Es sabido que luego de la última gran crisis argentina de 2001 los precios de todos los sectores del real estate, incluyendo el de oficinas, experimentaron un rally alcista que llegó a máximos históricos. Sin embargo, sus rendimientos como activos de renta fija se comportaron inversamente. Con la reactivación del sector luego de la crisis, las tasas de retorno proporcionadas por alquileres de oficinas se fueron erosionando de manera prácticamente constante en comparación a los valores de los inmuebles que continuaron con niveles máximos hasta el comienzo de la pandemia.
Ahora bien, este paradigma se mantuvo estable hasta el comienzo de la pandemia, la cual sacudió al mercado y especialmente la forma de trabajar de las compañías. La cuarentena obligatoria aumentó la vacancia a niveles nunca antes vistos, poniendo en jaque al sector y comprimiendo los precios de los inmuebles. De esta forma en todo el mercado de real estate corporativo se generó una propensión inflexible a la baja.
Hoy el inversor debe tomar una decisión crítica a la hora de adquirir un inmueble de oficinas, dado que no debe solo observar el bajo o casi nulo rendimiento de su inversión por medio del alquiler, sino también contemplar la ganancia por tenencia que este inmueble le generará a futuro. A esto se suma un ingrediente no menor, además, que es la constante depreciación de la moneda argentina.
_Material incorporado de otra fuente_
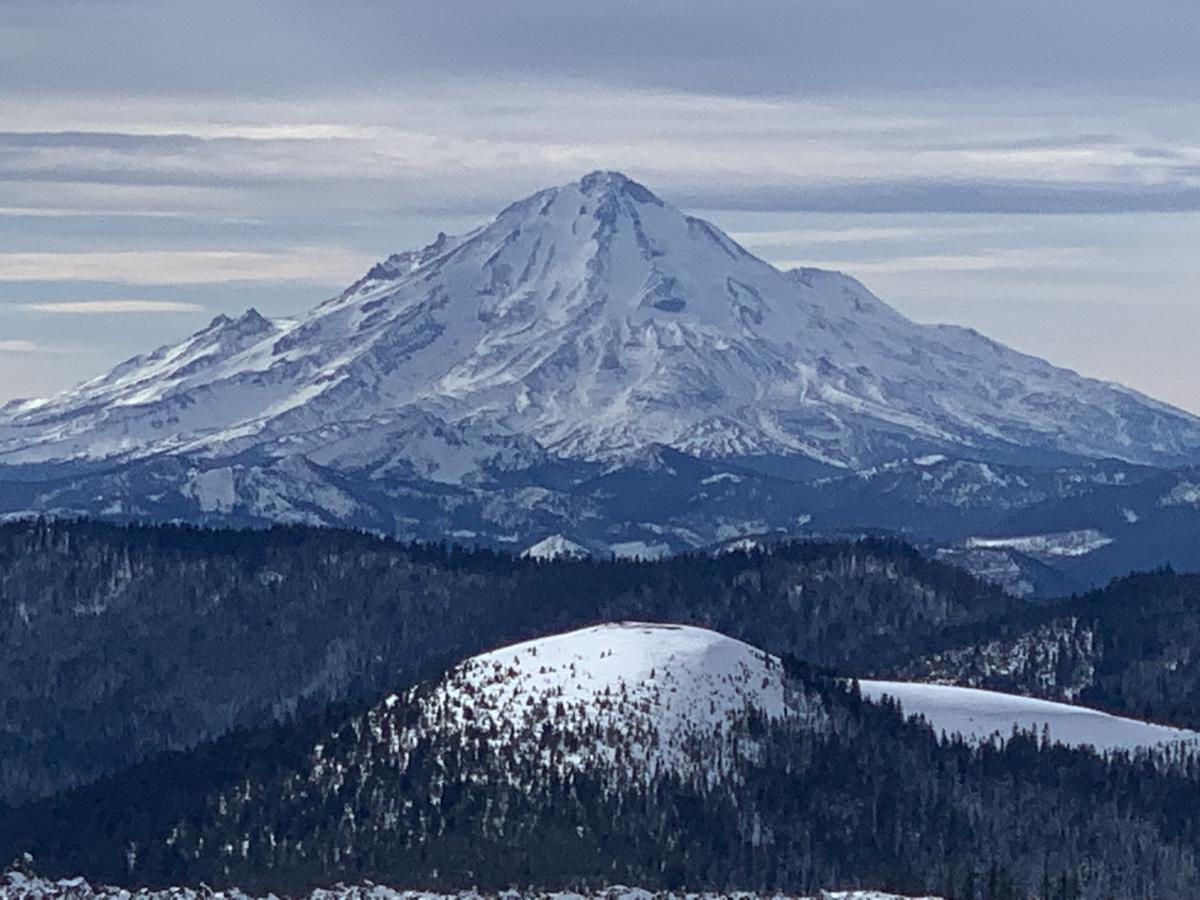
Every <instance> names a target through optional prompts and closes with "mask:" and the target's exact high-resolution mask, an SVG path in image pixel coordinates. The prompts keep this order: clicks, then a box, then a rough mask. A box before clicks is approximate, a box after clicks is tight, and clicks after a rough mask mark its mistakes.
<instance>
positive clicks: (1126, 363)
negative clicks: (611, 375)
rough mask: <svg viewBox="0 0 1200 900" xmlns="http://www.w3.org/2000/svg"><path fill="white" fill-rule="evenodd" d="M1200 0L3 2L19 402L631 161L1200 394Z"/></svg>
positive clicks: (1009, 335) (4, 41) (1, 370)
Lo cierto es que la relación entre precio y tasa de rendimiento que se dio a lo largo de las últimas décadas, hoy se ha roto. Aunque el desenlace del escenario que estamos transitando aún es incierto, la situación actual presenta oportunidades para quien lo sepa aprovechar. Si bien los valores de las propiedades aún no han mostrado respuesta, el mercado muestra ser muy beneficioso para la estrategia de buy and hold (comprar y esperar) debido a que se está comenzando a ver la reactivación del sector y es seguro que se revalorizarán las carteras de activos en el futuro. Por lo tanto, una buena opción puede ser comprar activos en los valores actuales y esperar un cambio en la tendencia.
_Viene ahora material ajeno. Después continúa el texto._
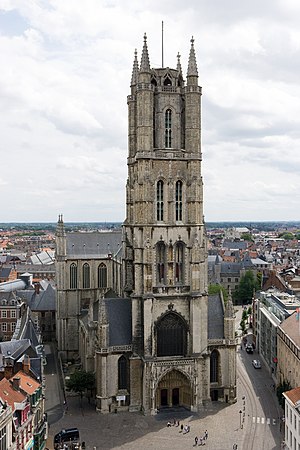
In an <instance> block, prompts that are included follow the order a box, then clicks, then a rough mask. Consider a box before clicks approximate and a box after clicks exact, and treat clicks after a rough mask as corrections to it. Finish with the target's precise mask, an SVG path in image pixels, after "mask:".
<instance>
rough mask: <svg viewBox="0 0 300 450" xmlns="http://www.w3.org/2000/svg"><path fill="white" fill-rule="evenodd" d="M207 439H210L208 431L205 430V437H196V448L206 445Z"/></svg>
mask: <svg viewBox="0 0 300 450" xmlns="http://www.w3.org/2000/svg"><path fill="white" fill-rule="evenodd" d="M207 439H208V431H207V430H205V431H204V435H203V436H200V437H198V436H196V437H195V443H194V447H196V446H197V445H205V444H206V441H207ZM198 442H199V443H198Z"/></svg>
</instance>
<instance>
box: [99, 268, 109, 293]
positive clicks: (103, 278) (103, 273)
mask: <svg viewBox="0 0 300 450" xmlns="http://www.w3.org/2000/svg"><path fill="white" fill-rule="evenodd" d="M98 287H100V288H104V287H107V267H106V265H105V264H103V263H101V264H100V266H98Z"/></svg>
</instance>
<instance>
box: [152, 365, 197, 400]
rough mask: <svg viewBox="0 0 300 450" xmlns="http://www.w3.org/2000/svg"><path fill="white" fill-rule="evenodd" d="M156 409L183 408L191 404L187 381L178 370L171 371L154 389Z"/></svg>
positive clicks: (189, 394) (164, 377)
mask: <svg viewBox="0 0 300 450" xmlns="http://www.w3.org/2000/svg"><path fill="white" fill-rule="evenodd" d="M155 399H156V407H157V408H162V407H171V406H173V407H175V406H184V407H186V408H190V407H191V404H192V389H191V384H190V381H189V379H188V378H187V377H186V376H185V375H184V374H183V373H182V372H179V371H178V370H171V371H170V372H168V373H167V374H166V375H165V376H164V377H163V378H162V379H161V380H160V382H159V384H158V386H157V389H156V397H155Z"/></svg>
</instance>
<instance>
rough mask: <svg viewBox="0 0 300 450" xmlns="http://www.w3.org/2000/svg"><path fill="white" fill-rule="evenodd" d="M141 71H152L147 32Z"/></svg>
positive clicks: (144, 37) (143, 46)
mask: <svg viewBox="0 0 300 450" xmlns="http://www.w3.org/2000/svg"><path fill="white" fill-rule="evenodd" d="M140 71H141V72H150V61H149V55H148V47H147V35H146V33H145V34H144V46H143V52H142V59H141V67H140Z"/></svg>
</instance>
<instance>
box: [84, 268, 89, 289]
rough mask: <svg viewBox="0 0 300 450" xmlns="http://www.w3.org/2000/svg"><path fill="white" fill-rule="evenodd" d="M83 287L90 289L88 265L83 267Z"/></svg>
mask: <svg viewBox="0 0 300 450" xmlns="http://www.w3.org/2000/svg"><path fill="white" fill-rule="evenodd" d="M82 280H83V281H82V287H83V289H89V288H90V266H89V264H88V263H84V264H83V267H82Z"/></svg>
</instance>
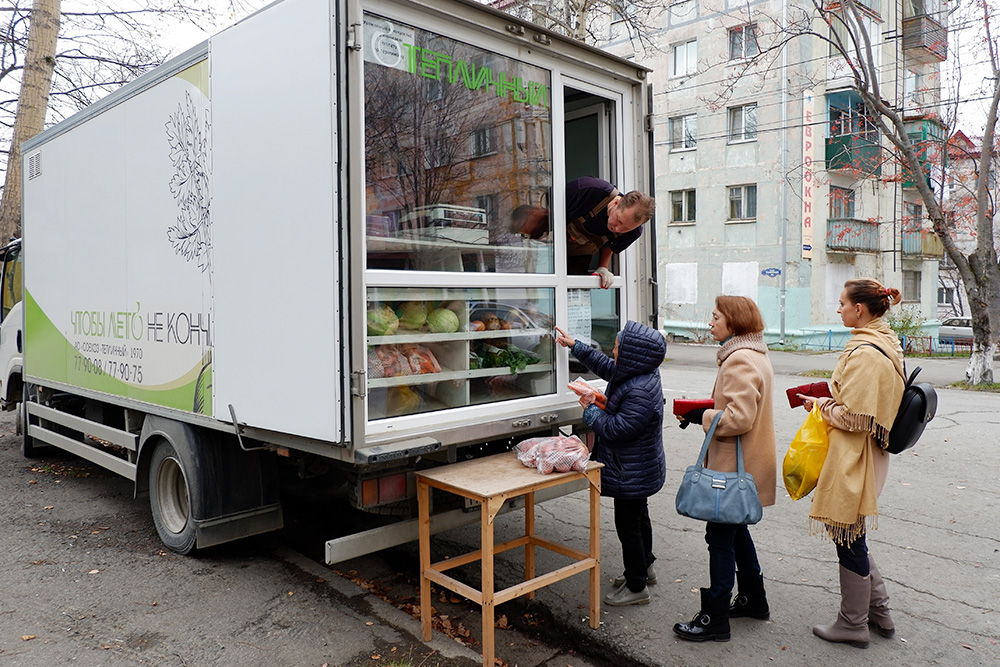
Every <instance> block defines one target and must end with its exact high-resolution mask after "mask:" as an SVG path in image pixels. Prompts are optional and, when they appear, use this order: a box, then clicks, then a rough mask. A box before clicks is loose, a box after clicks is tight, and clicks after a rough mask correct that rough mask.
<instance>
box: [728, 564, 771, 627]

Finalmente, si se consolida el nuevo paradigma planteado, el cual parece el más acertado debido al camino que están tomando las variables macroeconómicas, la reactivación del sector significará una descompresión de los precios. Por lo que deberían reacomodarse los valores en dólares tanto de los activos como de las rentas.
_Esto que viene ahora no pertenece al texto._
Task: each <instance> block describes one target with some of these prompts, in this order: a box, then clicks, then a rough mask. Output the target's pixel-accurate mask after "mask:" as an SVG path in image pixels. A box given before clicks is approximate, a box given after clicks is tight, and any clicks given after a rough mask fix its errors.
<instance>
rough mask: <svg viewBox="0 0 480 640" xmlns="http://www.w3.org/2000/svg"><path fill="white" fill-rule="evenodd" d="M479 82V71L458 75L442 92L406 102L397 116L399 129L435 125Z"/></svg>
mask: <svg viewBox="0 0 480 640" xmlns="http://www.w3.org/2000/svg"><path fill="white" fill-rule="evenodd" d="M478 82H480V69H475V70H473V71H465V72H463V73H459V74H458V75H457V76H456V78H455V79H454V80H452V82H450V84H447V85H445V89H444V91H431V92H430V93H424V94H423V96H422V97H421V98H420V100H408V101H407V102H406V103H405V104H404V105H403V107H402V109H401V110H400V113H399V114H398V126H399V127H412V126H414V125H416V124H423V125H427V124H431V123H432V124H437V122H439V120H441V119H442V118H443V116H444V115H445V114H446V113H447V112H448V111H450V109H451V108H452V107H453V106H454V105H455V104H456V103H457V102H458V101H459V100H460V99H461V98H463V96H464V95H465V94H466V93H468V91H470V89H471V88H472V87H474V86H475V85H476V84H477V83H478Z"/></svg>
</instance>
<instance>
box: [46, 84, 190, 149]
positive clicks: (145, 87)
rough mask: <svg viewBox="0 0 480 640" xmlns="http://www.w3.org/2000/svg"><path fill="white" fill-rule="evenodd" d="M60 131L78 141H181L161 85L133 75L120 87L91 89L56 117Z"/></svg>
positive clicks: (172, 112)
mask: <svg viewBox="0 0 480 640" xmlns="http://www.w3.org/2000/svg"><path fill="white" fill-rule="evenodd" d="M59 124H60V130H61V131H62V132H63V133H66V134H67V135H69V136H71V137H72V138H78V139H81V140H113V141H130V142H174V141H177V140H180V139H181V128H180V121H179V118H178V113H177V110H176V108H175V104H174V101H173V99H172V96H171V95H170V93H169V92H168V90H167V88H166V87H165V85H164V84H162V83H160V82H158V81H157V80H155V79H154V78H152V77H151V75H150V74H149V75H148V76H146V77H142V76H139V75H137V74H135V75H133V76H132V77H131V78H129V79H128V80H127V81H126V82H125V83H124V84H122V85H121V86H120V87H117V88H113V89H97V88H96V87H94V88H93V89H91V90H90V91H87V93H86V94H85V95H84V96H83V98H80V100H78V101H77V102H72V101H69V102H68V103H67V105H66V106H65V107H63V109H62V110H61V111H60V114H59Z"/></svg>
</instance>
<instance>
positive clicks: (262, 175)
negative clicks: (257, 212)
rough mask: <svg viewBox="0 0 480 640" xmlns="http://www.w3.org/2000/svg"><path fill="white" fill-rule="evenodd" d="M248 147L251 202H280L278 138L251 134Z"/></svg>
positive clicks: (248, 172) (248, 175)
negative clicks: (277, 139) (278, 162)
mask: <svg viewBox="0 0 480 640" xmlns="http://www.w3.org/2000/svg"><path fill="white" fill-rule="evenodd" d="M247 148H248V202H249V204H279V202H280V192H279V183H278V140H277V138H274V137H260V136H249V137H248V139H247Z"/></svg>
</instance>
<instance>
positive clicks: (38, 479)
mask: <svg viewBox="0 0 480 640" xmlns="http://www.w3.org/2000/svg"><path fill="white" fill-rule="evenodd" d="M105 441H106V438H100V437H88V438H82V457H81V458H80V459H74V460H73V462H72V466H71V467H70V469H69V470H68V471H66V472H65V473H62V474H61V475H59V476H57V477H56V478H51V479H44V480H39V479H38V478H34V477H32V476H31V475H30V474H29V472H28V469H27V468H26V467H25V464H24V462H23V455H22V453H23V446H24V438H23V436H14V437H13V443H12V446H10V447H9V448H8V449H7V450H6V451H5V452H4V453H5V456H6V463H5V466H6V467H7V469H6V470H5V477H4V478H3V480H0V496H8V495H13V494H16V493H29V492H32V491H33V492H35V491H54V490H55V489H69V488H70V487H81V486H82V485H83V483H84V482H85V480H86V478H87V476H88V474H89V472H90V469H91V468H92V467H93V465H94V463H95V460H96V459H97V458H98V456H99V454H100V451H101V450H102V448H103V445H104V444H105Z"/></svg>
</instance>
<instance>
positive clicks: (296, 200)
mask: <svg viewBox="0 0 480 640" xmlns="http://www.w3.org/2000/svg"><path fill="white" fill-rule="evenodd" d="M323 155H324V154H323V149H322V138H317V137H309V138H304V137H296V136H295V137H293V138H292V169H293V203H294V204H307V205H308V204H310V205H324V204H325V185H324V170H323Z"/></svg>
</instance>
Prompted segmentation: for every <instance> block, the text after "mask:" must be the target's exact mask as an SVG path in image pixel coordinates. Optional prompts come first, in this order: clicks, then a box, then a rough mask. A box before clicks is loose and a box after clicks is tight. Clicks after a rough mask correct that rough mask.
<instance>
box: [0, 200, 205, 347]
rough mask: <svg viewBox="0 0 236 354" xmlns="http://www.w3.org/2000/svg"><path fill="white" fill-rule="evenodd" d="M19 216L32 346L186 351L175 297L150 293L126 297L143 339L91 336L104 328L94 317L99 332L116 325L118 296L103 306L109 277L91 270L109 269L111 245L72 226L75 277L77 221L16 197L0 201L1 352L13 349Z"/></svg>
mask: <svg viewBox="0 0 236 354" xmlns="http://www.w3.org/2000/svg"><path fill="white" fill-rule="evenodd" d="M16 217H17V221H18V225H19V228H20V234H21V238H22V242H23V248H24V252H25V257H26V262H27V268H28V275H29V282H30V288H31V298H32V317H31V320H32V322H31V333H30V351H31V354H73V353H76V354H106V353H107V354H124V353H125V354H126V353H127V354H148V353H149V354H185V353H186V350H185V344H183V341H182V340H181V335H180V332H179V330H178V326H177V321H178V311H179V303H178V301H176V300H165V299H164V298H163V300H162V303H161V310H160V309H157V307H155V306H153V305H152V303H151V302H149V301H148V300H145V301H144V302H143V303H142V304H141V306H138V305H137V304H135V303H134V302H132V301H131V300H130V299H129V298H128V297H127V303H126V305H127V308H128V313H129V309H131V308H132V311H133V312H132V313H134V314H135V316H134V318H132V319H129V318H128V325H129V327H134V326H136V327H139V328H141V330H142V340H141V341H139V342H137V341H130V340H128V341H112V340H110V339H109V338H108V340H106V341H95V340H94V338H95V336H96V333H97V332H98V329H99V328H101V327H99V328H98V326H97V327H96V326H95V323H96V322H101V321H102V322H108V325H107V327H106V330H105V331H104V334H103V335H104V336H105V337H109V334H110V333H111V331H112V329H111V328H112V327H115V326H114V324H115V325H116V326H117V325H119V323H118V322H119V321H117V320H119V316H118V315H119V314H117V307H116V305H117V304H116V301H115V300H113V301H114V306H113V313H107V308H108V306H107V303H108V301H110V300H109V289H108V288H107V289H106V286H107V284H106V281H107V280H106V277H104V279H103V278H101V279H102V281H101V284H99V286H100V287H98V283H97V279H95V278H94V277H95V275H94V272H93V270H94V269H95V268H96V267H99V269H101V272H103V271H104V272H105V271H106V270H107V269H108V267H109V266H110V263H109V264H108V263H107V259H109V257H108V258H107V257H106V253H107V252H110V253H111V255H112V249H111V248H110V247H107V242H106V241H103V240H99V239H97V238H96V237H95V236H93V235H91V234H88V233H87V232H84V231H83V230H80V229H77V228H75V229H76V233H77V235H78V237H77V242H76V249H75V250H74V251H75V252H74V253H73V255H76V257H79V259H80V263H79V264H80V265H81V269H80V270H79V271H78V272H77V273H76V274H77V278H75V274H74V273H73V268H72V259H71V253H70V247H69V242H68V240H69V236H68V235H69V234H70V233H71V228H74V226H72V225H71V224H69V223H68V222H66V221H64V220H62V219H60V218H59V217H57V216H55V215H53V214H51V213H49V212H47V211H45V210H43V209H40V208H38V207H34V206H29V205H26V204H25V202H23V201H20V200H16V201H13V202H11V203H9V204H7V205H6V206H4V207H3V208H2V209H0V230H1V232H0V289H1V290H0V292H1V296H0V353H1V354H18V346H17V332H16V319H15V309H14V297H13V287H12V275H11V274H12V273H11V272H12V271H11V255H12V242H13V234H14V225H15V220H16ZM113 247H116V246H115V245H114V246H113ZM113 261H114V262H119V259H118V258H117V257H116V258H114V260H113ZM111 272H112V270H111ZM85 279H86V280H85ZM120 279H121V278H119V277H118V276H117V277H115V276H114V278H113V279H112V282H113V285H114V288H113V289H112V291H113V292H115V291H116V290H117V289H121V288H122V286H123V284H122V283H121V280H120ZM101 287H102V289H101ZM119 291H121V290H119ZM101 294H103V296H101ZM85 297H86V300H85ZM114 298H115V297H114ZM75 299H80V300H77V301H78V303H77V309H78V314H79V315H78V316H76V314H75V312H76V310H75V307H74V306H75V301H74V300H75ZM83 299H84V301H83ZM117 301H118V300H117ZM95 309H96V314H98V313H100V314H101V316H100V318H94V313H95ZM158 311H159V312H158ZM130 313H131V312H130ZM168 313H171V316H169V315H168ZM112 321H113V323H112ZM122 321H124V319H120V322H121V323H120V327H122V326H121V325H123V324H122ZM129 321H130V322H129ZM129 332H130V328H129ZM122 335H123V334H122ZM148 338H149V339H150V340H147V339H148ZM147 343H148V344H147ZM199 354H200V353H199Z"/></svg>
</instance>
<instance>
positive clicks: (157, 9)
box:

Esto sería una corrección natural de un mercado que se recupera no solo de un fuerte ajuste por la devaluación, sino también un cese del impulso de la demanda debido a los nuevos esquemas de trabajo híbridos. De esta rectificación resultarán, sin dudas, precios de activos más atractivos para inversores y mejores rendimientos por renta como un incentivo de segundo orden, que al mismo tiempo permitirá nuevos proyectos financiados con la promesa de un mercado alcista a largo plazo.